Maybe it should be about him, and not me?

I talk a lot about the “change cycle.”  This is a model that tells you no matter how big or small the change is that you are experiencing, science tells us that we always go through the same sequential 6 stages—Loss, Doubt, Discomfort, Discovery, Understanding, Integration.  The pace in which one goes through the cycle is dependent on several factors.  One thing I like about the model is that just knowing you go through all 6 stages—and you will eventually get to Integration—in of itself is comforting.  By using this model, I can self-identify that I am in the Loss and Doubt stages, and that is OK.

This one will take me a while.  The text messages and once a week phone calls help too.  After we got home, his younger brothers launched a multi-phased project where everyone was switching rooms.

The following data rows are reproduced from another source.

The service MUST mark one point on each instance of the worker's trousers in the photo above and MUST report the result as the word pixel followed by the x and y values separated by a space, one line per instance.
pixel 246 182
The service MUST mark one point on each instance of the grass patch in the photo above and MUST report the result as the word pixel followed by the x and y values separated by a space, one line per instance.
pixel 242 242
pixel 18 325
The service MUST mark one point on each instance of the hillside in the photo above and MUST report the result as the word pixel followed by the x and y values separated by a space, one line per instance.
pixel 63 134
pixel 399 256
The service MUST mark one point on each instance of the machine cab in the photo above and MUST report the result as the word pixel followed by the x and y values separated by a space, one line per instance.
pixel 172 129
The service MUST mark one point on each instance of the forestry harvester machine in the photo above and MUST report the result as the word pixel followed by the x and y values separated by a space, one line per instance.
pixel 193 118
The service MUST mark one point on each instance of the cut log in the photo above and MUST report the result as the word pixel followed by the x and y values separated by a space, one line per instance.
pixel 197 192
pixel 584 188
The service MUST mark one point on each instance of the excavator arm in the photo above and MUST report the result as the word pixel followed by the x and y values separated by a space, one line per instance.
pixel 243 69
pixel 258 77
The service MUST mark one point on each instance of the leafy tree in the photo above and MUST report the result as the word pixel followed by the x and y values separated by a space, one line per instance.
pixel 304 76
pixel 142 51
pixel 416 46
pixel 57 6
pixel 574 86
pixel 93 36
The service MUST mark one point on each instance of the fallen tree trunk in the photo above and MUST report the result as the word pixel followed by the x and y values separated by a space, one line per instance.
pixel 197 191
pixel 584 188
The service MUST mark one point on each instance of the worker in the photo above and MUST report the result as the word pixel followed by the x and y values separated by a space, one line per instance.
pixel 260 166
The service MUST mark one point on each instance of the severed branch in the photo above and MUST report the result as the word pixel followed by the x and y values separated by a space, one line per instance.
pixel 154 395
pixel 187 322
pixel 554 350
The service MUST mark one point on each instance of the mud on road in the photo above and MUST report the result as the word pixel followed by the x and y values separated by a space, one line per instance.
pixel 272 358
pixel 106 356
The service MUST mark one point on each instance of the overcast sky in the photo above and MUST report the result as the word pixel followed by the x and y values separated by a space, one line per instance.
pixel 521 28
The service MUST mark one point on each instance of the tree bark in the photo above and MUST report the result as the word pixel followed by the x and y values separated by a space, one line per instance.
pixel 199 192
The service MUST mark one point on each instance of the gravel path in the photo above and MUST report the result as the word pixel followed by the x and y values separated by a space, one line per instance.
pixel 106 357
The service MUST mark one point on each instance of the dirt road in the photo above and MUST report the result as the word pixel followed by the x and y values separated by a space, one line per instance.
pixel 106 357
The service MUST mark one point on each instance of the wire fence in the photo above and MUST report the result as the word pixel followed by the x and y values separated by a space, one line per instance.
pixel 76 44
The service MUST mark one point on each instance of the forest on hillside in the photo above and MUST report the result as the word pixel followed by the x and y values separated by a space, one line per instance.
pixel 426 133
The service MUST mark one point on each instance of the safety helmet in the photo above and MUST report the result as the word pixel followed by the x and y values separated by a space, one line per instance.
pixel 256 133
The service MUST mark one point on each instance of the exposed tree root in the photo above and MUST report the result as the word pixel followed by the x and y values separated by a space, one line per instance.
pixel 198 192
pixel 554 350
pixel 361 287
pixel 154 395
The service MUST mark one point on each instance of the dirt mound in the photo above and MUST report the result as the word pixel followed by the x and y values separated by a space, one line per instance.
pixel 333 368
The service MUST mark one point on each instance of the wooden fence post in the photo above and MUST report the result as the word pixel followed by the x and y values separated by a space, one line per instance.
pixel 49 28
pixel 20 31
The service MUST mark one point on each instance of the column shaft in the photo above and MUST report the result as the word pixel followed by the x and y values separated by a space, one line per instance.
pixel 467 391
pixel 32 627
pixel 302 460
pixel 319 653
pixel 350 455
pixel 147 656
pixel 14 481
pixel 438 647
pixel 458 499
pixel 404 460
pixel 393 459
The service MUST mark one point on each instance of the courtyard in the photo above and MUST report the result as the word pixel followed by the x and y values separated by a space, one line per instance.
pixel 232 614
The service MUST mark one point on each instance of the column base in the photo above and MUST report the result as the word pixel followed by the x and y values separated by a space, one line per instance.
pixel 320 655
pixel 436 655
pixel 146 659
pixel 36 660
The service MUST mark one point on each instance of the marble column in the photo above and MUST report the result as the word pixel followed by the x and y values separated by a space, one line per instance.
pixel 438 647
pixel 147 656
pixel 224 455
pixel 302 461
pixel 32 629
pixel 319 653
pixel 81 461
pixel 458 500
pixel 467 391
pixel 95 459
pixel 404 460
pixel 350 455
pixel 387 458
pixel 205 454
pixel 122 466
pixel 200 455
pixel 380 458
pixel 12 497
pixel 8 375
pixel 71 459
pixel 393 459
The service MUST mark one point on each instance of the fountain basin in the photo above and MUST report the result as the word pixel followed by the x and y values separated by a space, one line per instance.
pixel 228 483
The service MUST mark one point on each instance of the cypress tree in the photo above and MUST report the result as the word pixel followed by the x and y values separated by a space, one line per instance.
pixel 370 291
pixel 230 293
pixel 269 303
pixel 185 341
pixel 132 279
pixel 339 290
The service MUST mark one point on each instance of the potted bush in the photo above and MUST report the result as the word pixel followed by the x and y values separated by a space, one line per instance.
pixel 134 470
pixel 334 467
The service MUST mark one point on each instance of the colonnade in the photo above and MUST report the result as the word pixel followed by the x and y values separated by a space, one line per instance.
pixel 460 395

“We keep no shrines,” my mother used to say when the exact same thing happened 45 years ago with my 6 sisters.

Peyton moved into Will’s now empty room.  Henry moved into Peyton’s room and Eddie stayed in the room he previously shared with Henry.  We moved clothes, dressers, beds–the works.  Now the remaining boys all have their own room.

Feels like they moved through the change cycle pretty quickly.  Have to love your siblings.

Toughness

Two major events intersected for me at the same time recently, causing me to think about both in context of each other.  The first was an anniversary of mine; the second was a large corporate layoff close to me.  Both required toughness.

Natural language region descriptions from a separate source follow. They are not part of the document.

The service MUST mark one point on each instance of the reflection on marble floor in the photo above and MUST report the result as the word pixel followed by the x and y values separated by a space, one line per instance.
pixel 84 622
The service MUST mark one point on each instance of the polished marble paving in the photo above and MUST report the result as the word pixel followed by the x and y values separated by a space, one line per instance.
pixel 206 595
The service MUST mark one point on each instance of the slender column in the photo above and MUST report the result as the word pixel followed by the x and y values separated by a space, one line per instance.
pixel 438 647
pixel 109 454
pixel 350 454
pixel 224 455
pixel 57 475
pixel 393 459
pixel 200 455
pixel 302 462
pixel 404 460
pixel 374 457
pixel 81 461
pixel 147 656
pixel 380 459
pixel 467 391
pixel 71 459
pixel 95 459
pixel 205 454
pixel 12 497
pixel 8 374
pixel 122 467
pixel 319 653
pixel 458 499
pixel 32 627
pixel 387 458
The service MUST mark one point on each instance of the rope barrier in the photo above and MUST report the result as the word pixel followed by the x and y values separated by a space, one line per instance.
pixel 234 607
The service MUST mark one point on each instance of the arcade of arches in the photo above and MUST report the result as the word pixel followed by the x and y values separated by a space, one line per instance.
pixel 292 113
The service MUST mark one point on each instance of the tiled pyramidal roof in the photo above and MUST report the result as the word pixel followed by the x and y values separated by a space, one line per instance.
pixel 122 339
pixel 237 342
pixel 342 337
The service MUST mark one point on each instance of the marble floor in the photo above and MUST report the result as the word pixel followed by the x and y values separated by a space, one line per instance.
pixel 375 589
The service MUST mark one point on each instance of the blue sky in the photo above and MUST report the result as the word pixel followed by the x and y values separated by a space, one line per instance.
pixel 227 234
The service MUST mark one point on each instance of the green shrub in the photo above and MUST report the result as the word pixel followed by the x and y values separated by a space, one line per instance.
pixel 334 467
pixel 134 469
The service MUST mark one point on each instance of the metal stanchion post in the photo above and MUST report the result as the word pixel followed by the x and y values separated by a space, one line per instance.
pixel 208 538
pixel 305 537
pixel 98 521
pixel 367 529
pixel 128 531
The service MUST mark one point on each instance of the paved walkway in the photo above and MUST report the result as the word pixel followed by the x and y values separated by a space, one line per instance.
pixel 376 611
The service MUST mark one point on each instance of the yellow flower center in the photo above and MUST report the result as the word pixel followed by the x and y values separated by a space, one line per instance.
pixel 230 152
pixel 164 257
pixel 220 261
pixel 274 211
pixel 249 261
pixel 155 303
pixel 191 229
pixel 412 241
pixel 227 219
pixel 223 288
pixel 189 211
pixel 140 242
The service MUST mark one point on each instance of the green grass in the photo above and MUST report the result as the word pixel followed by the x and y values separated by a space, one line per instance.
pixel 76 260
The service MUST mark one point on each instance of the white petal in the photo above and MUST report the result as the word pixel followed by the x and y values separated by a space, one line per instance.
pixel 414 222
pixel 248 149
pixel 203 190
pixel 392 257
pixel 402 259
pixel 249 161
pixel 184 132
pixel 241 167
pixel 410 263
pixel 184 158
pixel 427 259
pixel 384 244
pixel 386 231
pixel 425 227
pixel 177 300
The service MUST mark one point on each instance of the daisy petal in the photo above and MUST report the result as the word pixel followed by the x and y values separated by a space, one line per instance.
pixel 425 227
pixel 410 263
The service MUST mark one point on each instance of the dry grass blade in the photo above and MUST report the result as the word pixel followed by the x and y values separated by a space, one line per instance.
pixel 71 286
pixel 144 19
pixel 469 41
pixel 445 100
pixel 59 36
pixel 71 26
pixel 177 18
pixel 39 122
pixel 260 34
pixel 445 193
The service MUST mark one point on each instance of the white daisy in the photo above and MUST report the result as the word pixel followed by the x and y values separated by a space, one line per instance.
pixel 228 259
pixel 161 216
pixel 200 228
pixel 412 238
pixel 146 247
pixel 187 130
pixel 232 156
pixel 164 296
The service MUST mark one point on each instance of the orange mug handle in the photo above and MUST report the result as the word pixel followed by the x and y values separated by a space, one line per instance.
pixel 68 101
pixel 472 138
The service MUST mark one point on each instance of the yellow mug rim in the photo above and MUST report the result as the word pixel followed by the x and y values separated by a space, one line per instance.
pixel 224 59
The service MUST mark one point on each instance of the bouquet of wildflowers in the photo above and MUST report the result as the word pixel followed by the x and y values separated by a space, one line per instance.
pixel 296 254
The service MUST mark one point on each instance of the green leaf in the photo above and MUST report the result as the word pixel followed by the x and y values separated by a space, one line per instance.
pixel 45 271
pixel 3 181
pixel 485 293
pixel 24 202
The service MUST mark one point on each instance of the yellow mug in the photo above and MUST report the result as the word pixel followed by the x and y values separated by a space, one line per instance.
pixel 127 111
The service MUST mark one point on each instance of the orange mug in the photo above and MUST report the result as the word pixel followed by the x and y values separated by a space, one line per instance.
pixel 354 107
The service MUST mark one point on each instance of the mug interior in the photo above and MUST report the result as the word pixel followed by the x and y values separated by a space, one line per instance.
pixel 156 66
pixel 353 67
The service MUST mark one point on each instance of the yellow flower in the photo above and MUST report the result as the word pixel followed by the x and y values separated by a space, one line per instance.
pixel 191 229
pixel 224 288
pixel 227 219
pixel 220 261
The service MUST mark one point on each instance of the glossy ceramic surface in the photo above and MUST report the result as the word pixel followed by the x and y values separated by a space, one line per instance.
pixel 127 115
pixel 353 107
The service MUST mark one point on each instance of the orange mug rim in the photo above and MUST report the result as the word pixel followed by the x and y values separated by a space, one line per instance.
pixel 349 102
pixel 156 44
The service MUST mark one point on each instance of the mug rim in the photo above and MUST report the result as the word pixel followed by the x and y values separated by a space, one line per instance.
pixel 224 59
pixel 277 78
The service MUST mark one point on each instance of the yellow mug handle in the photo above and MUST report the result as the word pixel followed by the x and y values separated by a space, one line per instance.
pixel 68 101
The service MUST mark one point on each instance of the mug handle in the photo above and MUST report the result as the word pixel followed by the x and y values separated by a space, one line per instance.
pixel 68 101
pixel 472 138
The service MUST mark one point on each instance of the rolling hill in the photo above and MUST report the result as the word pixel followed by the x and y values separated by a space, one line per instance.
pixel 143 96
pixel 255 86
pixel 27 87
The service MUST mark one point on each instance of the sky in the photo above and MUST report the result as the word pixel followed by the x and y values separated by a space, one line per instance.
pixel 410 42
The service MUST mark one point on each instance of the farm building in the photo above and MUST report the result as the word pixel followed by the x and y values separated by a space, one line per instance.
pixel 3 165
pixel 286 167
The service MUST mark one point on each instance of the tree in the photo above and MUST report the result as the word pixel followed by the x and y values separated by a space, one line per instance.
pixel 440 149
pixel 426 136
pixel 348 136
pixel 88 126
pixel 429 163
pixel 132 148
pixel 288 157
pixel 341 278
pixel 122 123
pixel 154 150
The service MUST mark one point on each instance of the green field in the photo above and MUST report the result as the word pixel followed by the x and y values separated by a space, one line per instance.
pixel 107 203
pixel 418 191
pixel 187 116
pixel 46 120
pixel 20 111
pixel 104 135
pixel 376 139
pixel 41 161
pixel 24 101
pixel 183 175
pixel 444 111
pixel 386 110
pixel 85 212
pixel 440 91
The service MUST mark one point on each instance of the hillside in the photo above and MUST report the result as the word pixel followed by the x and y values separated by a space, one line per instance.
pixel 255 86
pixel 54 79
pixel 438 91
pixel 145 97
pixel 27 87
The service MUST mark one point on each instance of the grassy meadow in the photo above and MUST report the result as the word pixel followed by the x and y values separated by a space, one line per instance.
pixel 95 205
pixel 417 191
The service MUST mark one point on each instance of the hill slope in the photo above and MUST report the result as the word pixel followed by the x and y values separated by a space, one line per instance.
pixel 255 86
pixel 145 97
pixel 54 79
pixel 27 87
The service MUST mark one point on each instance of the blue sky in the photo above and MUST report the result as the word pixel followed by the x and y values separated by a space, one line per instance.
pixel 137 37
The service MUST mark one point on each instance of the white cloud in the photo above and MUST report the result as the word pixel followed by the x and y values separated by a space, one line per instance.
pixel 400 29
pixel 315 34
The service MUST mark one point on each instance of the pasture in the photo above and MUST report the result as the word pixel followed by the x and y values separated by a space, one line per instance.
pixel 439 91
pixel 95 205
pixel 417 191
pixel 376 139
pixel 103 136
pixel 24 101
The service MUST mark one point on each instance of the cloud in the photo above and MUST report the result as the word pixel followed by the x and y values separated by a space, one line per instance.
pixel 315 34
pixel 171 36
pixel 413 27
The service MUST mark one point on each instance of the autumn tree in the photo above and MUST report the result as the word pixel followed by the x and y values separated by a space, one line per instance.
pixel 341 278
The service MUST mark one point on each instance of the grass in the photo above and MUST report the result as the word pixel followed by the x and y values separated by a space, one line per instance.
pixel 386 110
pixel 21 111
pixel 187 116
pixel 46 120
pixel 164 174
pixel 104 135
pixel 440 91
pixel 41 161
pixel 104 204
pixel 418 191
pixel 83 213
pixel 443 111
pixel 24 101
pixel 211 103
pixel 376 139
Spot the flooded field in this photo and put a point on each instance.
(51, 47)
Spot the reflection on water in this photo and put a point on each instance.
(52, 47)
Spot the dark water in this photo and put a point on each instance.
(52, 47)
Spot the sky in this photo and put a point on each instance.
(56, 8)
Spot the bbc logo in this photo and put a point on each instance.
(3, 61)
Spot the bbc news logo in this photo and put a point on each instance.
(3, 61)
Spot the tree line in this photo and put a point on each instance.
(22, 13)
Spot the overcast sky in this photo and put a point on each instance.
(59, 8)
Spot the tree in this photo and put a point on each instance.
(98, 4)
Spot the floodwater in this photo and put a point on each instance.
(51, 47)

Exactly 17 years ago, I had been a first time father for two months and found myself in a very scary medical situation.  I had experienced migraine-like symptoms for the first time in my life, and just to make sure it was nothing, I had a CT scan.  I knew immediately something was wrong when the Doctor came back after the test more quickly than I was expecting.

“You have an AVM on your brain,” he stated to me.

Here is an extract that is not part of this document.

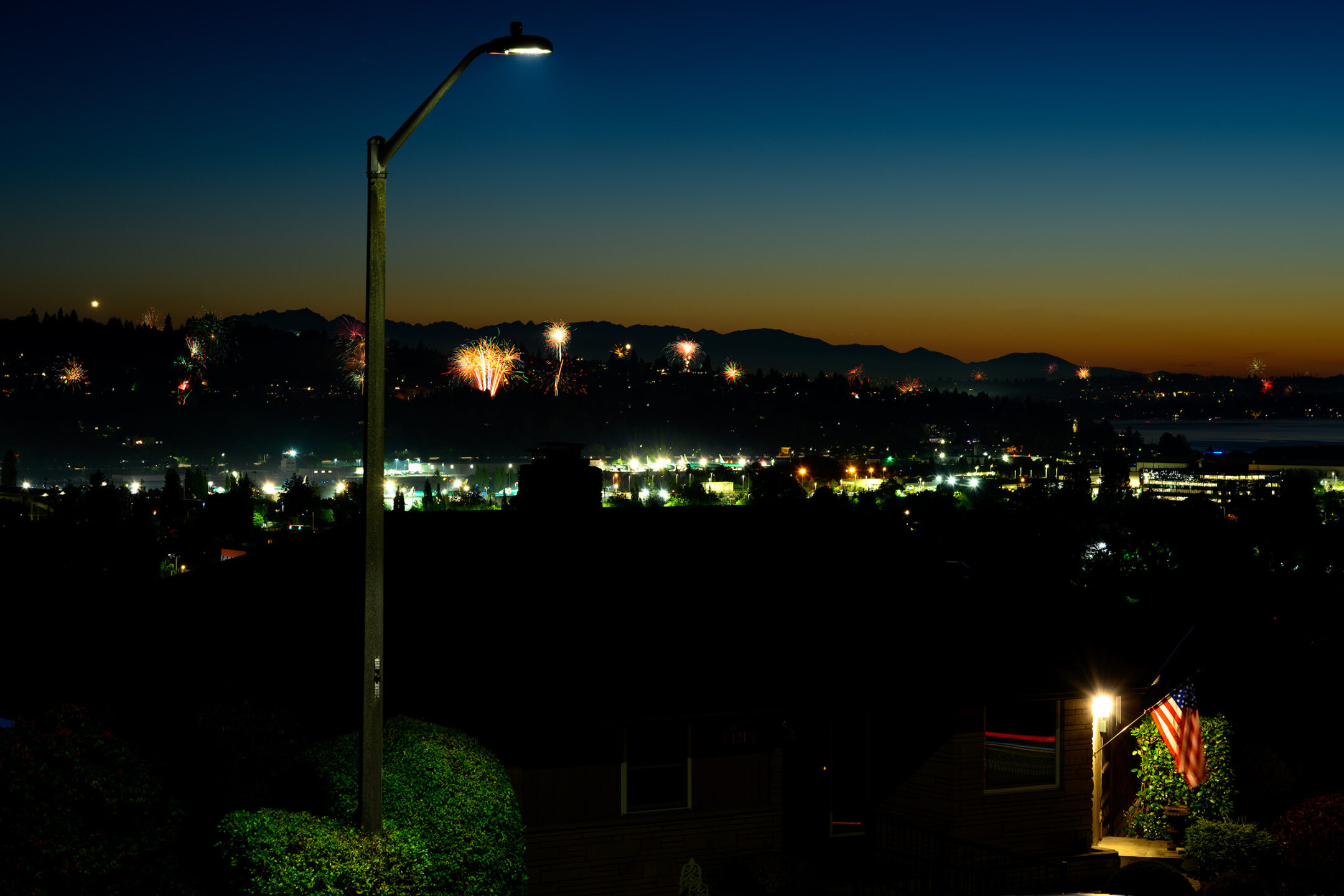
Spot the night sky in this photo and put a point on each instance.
(1132, 184)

I inquired, “Will I be OK?”

“They tend to bleed,” he replied in a matter-of-fact way.  “We must take care of it immediately.”

I can still hear those words exactly as he said them.

A whirlwind of appointments and consults later, I found myself getting radiation treatment, called Stereotactic Radiosurgery.  A halo was screwed into my skull, and I went through with it.  The aftermath was more difficult than the actual procedure.  With brain swelling comes steroids and follow-up appointments.  About five years later, I was given the all clear.  It had worked.  I guess that’s toughness.

Recently, I wrote about A Second Chance.  We all have our unique stories, and I keep coming back to 2 themes: perspective and toughness.

We are reminded by large events in our lives on the anniversary of those events.  I’ve written that our current perspective is just one of many that we will have on a topic over time.

Last week, no less than a hundred people reached out wondering if I was part of a company layoff.  I was not.  It had been the 15th layoff in my career that I had survived.  1,700 people were let go.  Losing or keeping your job in the short-term will force you to have a perspective, and will require some toughness.

Two events coming together at the same time.

For those that lost their job, I felt bad.  But I wondered why I felt more peace leading up to the event than I’d had the 14 earlier times.

My only explanation of this feeling of peace is I can’t remember one person over my entire career that languished for years after being laid off.  In fact, the opposite is almost always true.  As time goes on, you generally hear about the success stories, how someone found something new, or actually had the time to pursue their passion that had been seemingly put on hold while they held their old job.  We can have things happen to us, or we can make things happen for us.  Whether it’s a second chance or not is in the eye of the beholder.   As Jay Bilas says in his book, Toughness, “There is nothing more powerful, motivating and inspiring than having people in your life truly believe in you.”  Those 100 people that checked on me believe in me—thank you for giving me that peace.